Top Nazi Rudolf Hess exhumed from 'pilgrimage' grave
The grave holding the remains of Adolf Hitler's deputy Rudolf Hess has been destroyed to stop it being used as a pilgrimage site by neo-Nazis.
Hess's bones were exhumed at the graveyard in the town of Wunsiedel, southern Germany, early on Wednesday.
The remains were later cremated and are to be scattered at sea.
Hess was captured after flying to Britain in 1941 and sentenced to life in prison. He killed himself in a Berlin jail in 1987 at the age of 93.
As he requested in his will, he was buried in the small Bavarian town of Wunsiedel, where his family had a holiday home and where his parents were already interred.
The local Lutheran church which supervises the cemetery gave its permission for the burial at the time, ruling that the wishes of the deceased could not be ignored.
But they and local people have since become concerned by the number of far-right groups visiting the grave.
Each year on the anniversary of his death, neo-Nazis have attempted to stage a march to the cemetery, saluting the grave with its epitaph "I dared", and laying floral wreaths.
A member of the church council, Hans-Juergen Buchta, told the Associated Press news agency: "The whole town was shut down and in turmoil and there was a huge police presence. We here at the graveyard were not always able to cope."

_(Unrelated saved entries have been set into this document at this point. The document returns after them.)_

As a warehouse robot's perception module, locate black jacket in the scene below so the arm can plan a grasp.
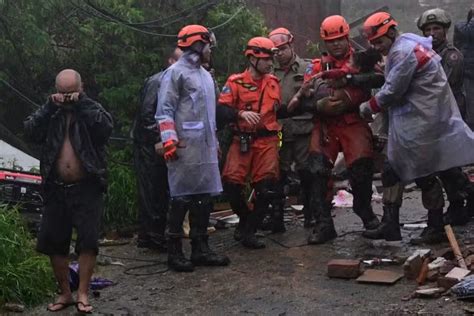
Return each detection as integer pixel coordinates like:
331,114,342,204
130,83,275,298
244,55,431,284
24,94,113,184
132,72,163,145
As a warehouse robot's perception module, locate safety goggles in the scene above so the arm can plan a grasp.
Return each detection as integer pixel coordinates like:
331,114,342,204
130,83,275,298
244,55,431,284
246,46,278,56
178,32,211,43
362,17,393,38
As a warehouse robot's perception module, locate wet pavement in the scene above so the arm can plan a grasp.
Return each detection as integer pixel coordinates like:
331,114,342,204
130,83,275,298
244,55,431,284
28,186,474,315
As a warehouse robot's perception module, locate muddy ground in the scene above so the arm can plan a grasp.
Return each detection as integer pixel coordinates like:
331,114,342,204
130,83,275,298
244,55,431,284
27,186,474,315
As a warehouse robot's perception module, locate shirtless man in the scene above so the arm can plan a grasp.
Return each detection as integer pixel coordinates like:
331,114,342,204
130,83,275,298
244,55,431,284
25,69,113,313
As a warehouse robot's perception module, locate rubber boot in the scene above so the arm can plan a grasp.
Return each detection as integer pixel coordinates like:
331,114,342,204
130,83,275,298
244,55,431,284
349,158,380,230
241,209,265,249
189,194,230,266
410,209,446,245
299,170,314,228
224,182,249,241
444,200,469,226
168,196,194,272
168,236,194,272
362,204,402,241
308,203,337,245
191,236,230,266
272,198,286,234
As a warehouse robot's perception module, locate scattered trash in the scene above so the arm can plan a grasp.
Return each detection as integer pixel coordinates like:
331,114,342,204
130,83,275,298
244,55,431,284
97,255,125,267
332,186,382,208
403,249,431,280
99,238,130,247
356,269,403,285
3,303,25,313
444,225,467,270
428,257,446,271
415,287,446,297
451,275,474,299
362,258,398,267
327,259,361,279
332,190,354,207
445,267,471,281
89,277,117,291
69,262,116,292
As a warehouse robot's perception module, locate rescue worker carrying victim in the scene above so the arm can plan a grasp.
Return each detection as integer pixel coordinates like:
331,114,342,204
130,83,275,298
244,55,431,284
155,25,230,272
268,27,313,227
217,37,284,249
360,12,474,243
290,15,380,244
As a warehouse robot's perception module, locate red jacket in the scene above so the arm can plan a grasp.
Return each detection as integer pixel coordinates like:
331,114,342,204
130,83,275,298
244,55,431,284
218,70,281,132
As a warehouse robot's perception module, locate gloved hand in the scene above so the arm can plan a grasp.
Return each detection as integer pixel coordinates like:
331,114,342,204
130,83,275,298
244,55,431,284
163,139,178,161
359,101,374,120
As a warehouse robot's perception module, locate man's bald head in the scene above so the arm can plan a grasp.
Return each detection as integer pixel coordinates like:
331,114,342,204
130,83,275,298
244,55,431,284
56,69,82,93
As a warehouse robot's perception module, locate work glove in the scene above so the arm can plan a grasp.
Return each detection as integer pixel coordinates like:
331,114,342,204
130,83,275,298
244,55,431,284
163,139,178,161
359,101,374,120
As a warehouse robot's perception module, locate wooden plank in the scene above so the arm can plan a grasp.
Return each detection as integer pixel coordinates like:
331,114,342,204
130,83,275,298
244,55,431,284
356,269,403,284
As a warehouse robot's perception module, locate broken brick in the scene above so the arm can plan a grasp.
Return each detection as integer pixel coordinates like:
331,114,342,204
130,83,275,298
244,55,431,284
327,259,361,279
403,254,423,280
436,276,459,290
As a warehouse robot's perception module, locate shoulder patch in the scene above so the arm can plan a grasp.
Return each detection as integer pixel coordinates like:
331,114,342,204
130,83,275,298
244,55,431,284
221,86,232,94
229,74,243,81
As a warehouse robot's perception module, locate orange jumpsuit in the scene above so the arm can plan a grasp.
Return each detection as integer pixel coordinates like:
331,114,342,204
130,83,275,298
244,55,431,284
305,51,373,168
218,70,281,185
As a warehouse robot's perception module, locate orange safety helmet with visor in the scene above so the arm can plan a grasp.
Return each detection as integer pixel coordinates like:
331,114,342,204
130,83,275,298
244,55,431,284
244,37,278,58
268,27,293,48
320,15,350,41
178,24,216,48
362,12,398,42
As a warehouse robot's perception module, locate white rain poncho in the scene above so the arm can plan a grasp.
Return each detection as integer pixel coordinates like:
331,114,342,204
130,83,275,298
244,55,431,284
375,33,474,182
155,52,222,197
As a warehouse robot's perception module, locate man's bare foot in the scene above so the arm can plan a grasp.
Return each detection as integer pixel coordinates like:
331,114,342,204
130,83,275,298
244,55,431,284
76,293,93,314
46,293,75,312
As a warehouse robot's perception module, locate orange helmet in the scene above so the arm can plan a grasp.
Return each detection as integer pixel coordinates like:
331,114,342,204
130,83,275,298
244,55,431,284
244,37,278,58
320,15,350,41
178,24,211,48
363,12,398,41
268,27,293,47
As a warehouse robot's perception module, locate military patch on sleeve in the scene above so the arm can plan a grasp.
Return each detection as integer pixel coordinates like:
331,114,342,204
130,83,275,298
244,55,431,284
221,86,232,94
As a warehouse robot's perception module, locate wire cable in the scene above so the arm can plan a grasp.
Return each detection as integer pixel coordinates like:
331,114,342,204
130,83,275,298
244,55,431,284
0,78,40,108
209,7,245,30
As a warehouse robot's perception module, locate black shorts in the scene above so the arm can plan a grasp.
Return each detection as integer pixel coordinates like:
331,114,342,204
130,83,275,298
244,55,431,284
36,178,104,256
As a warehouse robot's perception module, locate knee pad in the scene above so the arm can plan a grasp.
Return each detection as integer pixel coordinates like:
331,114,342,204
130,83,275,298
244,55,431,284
382,161,401,188
415,176,439,191
308,154,333,177
349,158,374,182
255,179,279,200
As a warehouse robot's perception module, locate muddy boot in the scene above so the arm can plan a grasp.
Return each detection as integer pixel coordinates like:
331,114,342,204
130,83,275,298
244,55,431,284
191,236,230,266
410,209,446,245
444,200,469,226
348,158,380,230
224,182,249,241
272,198,286,234
168,236,194,272
241,211,265,249
234,214,247,241
308,205,337,245
168,196,194,272
362,204,402,241
299,170,314,228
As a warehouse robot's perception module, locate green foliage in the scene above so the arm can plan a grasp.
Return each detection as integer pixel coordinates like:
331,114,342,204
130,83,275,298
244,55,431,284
0,205,55,305
103,147,138,231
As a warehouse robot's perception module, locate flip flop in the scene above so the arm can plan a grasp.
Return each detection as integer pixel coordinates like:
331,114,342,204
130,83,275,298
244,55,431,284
46,302,76,313
76,301,93,314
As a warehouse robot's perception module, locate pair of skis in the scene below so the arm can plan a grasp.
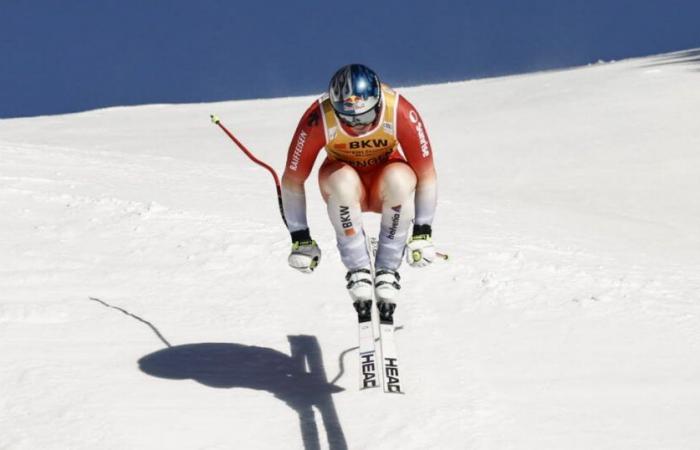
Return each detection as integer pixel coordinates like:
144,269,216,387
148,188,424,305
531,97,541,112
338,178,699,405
355,239,404,394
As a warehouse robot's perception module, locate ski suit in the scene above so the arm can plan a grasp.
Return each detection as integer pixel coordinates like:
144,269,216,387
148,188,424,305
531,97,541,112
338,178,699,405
282,85,437,270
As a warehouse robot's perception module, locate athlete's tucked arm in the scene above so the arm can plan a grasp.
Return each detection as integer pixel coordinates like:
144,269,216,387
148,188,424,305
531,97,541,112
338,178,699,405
396,96,437,267
282,102,326,273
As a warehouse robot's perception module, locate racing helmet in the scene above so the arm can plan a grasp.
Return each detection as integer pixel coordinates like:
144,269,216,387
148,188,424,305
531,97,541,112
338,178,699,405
328,64,382,127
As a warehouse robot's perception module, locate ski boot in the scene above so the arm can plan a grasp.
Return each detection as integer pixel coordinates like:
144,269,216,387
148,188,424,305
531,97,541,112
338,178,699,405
345,268,372,322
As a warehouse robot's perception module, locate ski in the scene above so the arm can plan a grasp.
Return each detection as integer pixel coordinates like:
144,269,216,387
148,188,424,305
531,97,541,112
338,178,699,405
367,238,404,394
354,301,379,390
377,303,404,394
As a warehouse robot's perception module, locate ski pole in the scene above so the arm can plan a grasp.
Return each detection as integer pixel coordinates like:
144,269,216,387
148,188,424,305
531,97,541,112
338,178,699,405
210,114,289,228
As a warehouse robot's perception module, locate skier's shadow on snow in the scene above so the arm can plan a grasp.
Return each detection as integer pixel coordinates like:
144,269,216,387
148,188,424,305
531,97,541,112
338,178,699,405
139,336,347,450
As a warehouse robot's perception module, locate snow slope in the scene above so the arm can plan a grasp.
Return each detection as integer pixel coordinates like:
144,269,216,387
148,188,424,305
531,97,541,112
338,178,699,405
0,52,700,450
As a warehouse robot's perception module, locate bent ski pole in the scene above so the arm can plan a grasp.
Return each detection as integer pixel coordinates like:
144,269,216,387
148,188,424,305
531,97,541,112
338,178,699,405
210,114,289,228
435,252,450,261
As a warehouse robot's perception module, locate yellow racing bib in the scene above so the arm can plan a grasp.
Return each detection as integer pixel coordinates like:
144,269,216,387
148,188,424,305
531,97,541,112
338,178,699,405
320,85,399,169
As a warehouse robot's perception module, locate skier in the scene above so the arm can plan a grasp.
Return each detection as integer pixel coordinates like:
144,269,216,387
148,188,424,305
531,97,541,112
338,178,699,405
282,64,437,319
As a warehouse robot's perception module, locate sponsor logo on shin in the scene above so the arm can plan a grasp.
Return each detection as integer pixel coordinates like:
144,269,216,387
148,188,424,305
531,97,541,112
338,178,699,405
387,205,401,239
289,130,308,170
340,206,355,236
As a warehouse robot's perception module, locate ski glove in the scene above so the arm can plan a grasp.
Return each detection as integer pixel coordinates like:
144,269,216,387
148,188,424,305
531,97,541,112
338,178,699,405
287,228,321,273
406,225,435,267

A 2005 court order banning such gatherings had little effect so the church decided to terminate the family's lease on the grave as of October 2011.

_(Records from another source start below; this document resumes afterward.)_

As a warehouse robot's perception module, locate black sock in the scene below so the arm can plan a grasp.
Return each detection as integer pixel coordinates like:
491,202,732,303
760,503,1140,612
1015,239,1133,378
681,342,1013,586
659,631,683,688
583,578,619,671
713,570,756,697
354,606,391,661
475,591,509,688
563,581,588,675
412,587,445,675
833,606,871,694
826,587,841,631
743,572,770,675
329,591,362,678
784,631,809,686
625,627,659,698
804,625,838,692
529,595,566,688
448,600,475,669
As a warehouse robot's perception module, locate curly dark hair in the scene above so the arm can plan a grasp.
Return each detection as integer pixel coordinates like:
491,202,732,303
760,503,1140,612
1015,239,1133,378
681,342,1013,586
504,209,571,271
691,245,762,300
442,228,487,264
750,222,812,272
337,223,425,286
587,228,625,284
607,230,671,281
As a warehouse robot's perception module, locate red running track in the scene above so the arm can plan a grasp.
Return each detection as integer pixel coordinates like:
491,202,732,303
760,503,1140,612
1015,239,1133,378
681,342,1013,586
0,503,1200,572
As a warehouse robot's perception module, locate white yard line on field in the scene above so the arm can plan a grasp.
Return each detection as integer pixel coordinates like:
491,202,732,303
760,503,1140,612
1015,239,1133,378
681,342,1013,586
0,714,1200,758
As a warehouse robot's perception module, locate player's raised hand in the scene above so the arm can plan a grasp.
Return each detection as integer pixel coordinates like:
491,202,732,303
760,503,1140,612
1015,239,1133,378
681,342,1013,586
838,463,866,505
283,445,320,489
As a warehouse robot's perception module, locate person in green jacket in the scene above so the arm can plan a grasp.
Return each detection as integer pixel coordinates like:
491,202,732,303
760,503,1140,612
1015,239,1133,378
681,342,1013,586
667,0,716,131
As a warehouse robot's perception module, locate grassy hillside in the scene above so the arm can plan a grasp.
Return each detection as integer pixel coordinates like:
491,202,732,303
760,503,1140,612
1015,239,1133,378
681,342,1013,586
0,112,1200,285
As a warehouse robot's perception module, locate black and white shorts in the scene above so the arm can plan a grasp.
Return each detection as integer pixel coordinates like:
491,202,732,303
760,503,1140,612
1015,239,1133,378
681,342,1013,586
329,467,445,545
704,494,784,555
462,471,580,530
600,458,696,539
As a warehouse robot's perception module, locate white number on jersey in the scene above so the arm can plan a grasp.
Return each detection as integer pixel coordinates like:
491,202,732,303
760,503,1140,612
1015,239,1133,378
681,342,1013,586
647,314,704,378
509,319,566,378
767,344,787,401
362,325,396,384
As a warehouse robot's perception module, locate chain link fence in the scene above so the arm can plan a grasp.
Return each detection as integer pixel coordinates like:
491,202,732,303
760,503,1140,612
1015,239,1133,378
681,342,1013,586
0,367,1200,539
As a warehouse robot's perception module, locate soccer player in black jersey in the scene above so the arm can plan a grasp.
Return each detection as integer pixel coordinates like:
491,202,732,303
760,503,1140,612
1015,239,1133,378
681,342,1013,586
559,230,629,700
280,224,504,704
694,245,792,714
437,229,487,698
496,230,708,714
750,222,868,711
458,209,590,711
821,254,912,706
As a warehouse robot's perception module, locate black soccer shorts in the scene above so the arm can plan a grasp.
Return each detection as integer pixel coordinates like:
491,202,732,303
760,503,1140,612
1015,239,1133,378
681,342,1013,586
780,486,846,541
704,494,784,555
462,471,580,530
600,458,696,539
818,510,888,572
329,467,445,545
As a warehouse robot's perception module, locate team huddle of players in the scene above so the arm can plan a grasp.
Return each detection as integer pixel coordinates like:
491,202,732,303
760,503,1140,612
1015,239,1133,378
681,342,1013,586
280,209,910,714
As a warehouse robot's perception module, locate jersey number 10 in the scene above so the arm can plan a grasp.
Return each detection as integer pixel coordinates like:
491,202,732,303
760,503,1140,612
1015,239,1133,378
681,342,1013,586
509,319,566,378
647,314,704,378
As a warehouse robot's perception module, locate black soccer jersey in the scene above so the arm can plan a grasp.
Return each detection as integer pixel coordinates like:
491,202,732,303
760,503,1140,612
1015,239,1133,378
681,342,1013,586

A granddaughter of Hess objected to the decision and filed a lawsuit in an attempt to prevent it going ahead, but was eventually persuaded by the parish council to drop the case and allow the exhumation to go ahead.
Roland Schoeffel, the deputy mayor of Wunsiedel, told AFP news agency that the monument had been razed "in an operation not open to the public".
Cemetery administrator Andreas Fabel told AP news agency on Thursday: "The grave is now empty. The bones are gone."
One resident, named as Mrs Koenig, said: "Perhaps we will now have some peace when he is gone. Perhaps they won't come any more, which is what Wunsiedel wants."
Charlotte Knobloch, the head of the Jewish community in Munich and Upper Bavaria, welcomed the move.
"For decades this town and its inhabitants were terrorised by far-right extremists from all over the world," she is quoted as saying by AFP.
Hess was one of Hitler's closest aides. But in 1941 he made a solo flight to Scotland, where his plane crash-landed, in an apparently unauthorised peace mission which was denounced by the fuhrer.
He was imprisoned by the British for the duration of the war.
At the Nuremberg Trials in 1946, Hess was cleared of war crimes and crimes against humanity but convicted of crimes against peace and jailed for life.
He spent 40 years in Spandau Prison in Berlin.
He was the last remaining inmate at the prison when he was found hanged there in August 1987.